[Nut-upsuser] [HCL] Cyber Power Systems EC750G supported by usbhid-ups [UPS.Output.DelayBeforeShutdown]

Charles Lepple clepple at gmail.com
Thu Mar 2 14:57:02 UTC 2017


On Dec 9, 2016, at 11:14 AM, Mike <the.lists at mgm51.com> wrote:
> 
> On 12/8/2016 10:37 PM, Charles Lepple wrote:
>> On Dec 8, 2016, at 1:34 PM, Mike wrote:
>>> The result of the command
>>> 
>>> upscmd -u user -p password myups load.off.delay 300
>>> 
>>> is an immediate power-off, no delay.
>> 
>> Hmm. Certainly possible that we are sending the delay to the wrong spot. Hopefully the 300 is overriding the 20-second delay specified by ups.delay.shutdown.
>> 
>> You can try restarting just the driver with debug flags - something like the following, depending on your distribution's paths:
>> 
>> /lib/nut/usbhid-ups -a <name> -DDD 2>&1 | tee CPS-EC750G.log
>> 
>> Let it run for 45-60 seconds and then stop it with Ctrl-C. Please compress the log with gzip before posting.
>> 
> 
> Hi Charles,
> 
> Command, run on FreeBSD 11.0 (amd64)
> 
> /usr/local/libexec/nut/usbhid-ups -a myups -DDD 2>&1 | tee CPS-EC750G.log
> 
> 70 seconds of output attached.
> 
> 
> Let me know if you need anything else.  This is an 'on the shelf' spare
> UPS for me, so there is some flexibility in playing with it...
> 
> thx.

   0.207421	Path: UPS.Output.DelayBeforeShutdown, Type: Feature, ReportID: 0x15, Offset: 0, Size: 16, Value: -60

I haven't been able to find any information on what a "-60" would signify.

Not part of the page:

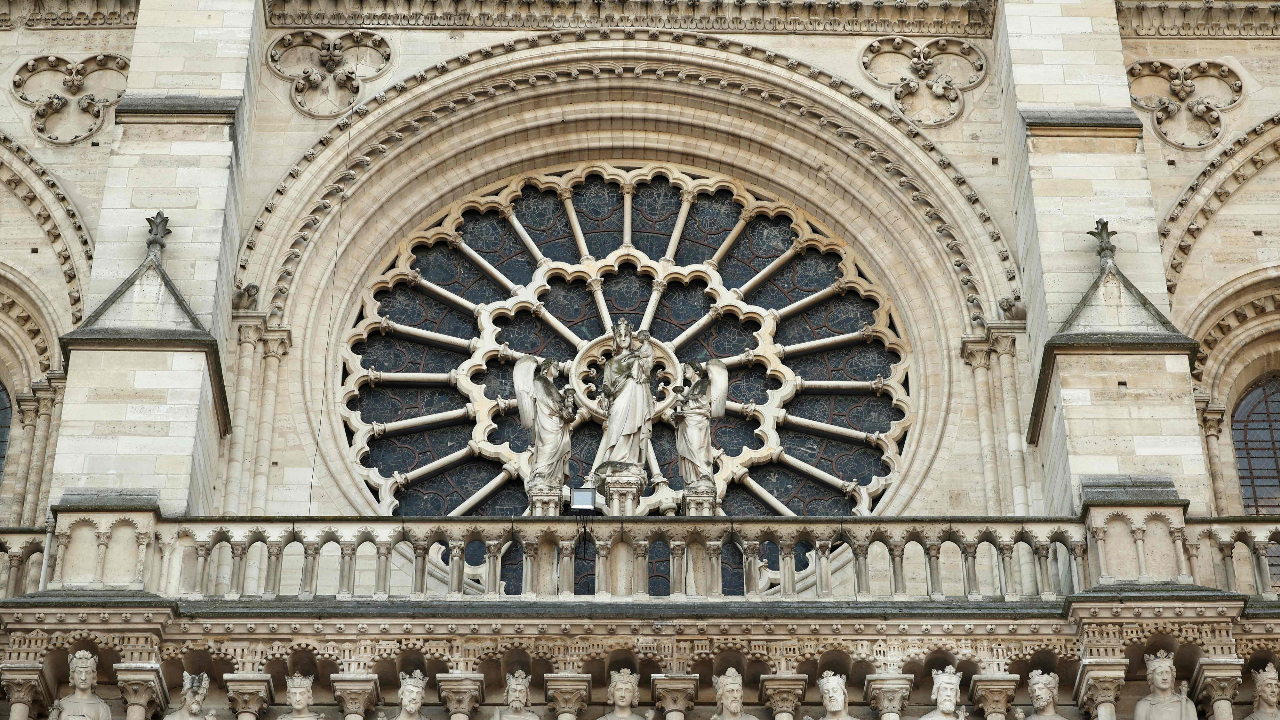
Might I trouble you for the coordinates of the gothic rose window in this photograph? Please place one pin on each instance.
(1256, 436)
(721, 288)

The value "-1" is used to cancel a timer, so maybe the internal timer is set in minutes, and read back with a times-60 scale factor?

In that case, I would start by setting the "ups.delay.shutdown" and "ups.delay.start" variables to multiples of 60 seconds, and try the shutdown command without an argument. Using e.g. 120 and 180 will tell you whether the start timer is measured from the beginning or end of the shutdown timer. (Should be the latter, but no need to confuse the microcontroller any more than necessary.) If that works, we can figure out why the load.off.delay argument is being ignored.

You should be able to read the timer for UPS.Output.DelayBeforeShutdown via the "ups.timer.shutdown" NUT variable.

Also, when testing, you may want to make sure that you have some sort of dummy load on the UPS, such that "ups.load" is not zero. I am only vaguely familiar with the MGE power saving features - so I am extrapolating to CPS here - but I would not be surprised if the UPS ignored the shutdown delay if it doesn't think there is a load attached.